Évora, la vecina más bella a tan sólo cien kilómetros de la frontera con Portugal

  • La belleza de su arquitectura en la que se entrelazan estilos de diferentes épocas condicionan nuestra forma entender esta ciudad.
Una de las joyas de Portugal.
Una de las joyas de Portugal.
Pixabay
Una de las joyas de Portugal.
A Évora hay que llegar al amanecer, cuando el sol comienza a calentar e iluminar sus murallas. / Pixabay

A pesar de que nuestro país se encuentra en un extremo del continente europeo, sin embargo, su situación es privilegiada. 14 kilómetros al sur de Tarifa, Marruecos nos muestra un mundo tan alejado culturalmente como extraordinario para descubrir. Cruzando los Pirineos, se despliega un paisaje de una belleza tan sutil como relajante para el viajero. Si por el contrario perseguimos el camino que nos marca el sol, Portugal se nos muestra, bella, sencilla, amable y cautivadora, es una especie de espejo mágico que refleja y nos hace entender como éramos hace unas décadas y Évora es una joya dentro de sus murallas, a sólo cien km de la frontera.

A Évora hay que llegar al amanecer, cuando el sol comienza a calentar e iluminar sus murallas, para pintarnos un cuadro de colores terrosos, blancos y rojizos de una belleza indescriptible. O bien, cuando este ya se ha puesto y las luces artificiales iluminan su contorno. Évora es un estado de ánimo, escribía Saramago, y es que la tranquilidad de sus callejuelas; la belleza de su arquitectura en la que se entrelazan estilos de diferentes épocas; la espiritualidad de sus iglesias y la profundidad de su historia; condicionan nuestra forma entender y admirar esta ciudad Patrimonio de la Humanidad.

Partiendo de la Plaza de Giraldo, la gran Plaza Mayor, amplia y diáfana, circundada por arcadas encaladas de un blanco brillante, y bella, cuya gran fuente central la convierte en el alma gemela de cualquier plaza barroca italiana. En cualquiera de sus terrazas disfrute de un ‘pindado’, el extraordinario café portugués y algún bollo para empezar la jornada. La iglesia de San Francisco de estilo mudéjar, alberga la popular y tétrica capilla de las calaveras. Miles de calaveras a la vista que nos recuerdan lo efímero, temporal y pasajero de la vida y su rápido discurrir por este mundo.

Como decía Saramago, la catedral de profunda gravedad abraza al visitante. Efectivamente no es de las más espectaculares, ni la más esbelta, ni la que se ha levantado a base de emplear más recursos arquitectónicos, pero su empatía con el viajero la convierte en un inexplicable amor a primera vista. El monumento más buscado en la ciudad es sin duda, el templo romano, que aún, dos mil años después, mantiene sus columnas de estilo corintio en pie. Mientras, a sus estrechas callejuelas se asoman fachadas de amarillo y blanco brillantes, y la vieja universidad que mantiene algunas de sus cátedras, se exhibe orgullosa como la más antigua.

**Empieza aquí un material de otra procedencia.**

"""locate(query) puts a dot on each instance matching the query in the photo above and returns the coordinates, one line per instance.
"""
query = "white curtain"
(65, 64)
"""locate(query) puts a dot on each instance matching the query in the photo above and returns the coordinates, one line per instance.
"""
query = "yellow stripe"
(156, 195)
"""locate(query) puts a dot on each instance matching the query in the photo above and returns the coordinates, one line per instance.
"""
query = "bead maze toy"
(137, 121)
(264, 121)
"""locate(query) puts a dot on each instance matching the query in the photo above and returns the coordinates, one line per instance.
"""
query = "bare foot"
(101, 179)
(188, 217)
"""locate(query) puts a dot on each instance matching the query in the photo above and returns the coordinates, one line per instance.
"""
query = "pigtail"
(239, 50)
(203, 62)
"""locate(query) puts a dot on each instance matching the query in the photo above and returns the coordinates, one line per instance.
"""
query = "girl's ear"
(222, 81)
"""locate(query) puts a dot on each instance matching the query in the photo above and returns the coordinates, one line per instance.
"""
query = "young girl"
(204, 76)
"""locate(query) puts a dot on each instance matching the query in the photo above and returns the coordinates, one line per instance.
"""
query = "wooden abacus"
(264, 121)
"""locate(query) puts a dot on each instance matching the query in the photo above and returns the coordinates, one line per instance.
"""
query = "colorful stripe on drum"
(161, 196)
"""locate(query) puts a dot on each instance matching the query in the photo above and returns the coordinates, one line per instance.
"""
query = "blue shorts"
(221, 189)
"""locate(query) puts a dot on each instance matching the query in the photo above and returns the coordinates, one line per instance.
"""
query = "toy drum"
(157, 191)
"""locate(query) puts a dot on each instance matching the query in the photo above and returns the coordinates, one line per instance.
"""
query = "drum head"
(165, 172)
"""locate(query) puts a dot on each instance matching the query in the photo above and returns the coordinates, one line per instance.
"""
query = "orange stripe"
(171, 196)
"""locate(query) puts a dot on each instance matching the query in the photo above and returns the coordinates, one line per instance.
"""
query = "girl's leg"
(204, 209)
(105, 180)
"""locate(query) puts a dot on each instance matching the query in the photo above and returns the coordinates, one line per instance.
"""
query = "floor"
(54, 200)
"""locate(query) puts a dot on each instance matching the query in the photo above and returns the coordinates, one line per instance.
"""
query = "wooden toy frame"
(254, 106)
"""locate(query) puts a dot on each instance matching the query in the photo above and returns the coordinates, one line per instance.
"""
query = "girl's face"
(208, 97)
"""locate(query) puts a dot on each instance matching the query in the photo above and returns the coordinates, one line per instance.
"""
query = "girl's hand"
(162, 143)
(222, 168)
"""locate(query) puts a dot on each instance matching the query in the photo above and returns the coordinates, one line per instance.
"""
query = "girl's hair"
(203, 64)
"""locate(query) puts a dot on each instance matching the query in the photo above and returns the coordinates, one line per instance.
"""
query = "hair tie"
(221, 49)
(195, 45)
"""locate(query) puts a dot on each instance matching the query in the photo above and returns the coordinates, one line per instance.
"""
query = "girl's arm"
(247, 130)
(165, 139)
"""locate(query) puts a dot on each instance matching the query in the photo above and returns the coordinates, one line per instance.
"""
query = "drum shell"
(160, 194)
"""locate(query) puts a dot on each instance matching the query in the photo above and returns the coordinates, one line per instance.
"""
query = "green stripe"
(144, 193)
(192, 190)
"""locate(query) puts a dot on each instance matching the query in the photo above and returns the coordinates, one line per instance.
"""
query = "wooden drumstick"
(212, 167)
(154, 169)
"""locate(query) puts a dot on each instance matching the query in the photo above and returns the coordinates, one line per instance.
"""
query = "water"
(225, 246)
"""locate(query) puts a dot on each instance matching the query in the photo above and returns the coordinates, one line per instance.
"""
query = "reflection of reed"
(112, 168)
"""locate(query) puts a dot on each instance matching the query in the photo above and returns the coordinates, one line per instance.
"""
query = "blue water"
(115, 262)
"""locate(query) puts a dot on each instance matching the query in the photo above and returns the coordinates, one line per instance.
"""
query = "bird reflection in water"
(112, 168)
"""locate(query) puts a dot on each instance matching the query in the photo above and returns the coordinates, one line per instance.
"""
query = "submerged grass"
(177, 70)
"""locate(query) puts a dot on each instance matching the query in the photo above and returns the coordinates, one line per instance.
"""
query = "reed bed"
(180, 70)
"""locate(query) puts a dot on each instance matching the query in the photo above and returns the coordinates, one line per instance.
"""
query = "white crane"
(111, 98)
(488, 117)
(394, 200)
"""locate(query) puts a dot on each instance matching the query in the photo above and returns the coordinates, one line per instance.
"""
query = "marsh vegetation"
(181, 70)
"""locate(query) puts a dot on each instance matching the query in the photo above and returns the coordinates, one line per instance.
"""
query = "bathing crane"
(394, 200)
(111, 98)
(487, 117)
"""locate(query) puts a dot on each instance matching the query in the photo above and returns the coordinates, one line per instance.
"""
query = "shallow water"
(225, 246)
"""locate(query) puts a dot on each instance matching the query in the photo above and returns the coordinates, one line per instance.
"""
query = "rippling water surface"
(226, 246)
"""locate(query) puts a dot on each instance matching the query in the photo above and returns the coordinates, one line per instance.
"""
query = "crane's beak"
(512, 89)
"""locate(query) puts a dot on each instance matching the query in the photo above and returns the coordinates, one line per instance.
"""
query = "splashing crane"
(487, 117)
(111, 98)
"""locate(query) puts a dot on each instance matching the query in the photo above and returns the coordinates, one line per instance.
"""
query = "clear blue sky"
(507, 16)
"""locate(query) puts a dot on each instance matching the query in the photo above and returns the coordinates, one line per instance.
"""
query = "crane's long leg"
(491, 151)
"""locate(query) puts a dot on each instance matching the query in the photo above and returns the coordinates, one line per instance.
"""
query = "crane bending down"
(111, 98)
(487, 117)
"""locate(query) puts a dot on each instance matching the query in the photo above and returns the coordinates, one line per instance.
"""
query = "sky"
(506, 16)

Botequim da Moraira, un pequeño templo gastronómico en el que Domingo tras una pequeña barra en la que apenas se acomoda una docena de comensales, sirve los platos que su mujer, de poético nombre Florbela, prepara en su minúscula cocina de la que salen especialidades caseras del recetario popular como su riquísima cazuela de huevos y espárragos y su carne de ibérico; todo ello acompañado de cualquiera de los más de 150 vinos del Alentejo que se guardan como un tesoro en su bodega. Más puesto el local de techo abovedado que regentan Gonzalo y Eugenia y en el que se preparan recetas locales a precios razonables. Para dormir el Convento do Espinheiro, a la afueras de la ciudad y con extraodinarias vistas sobre la misma.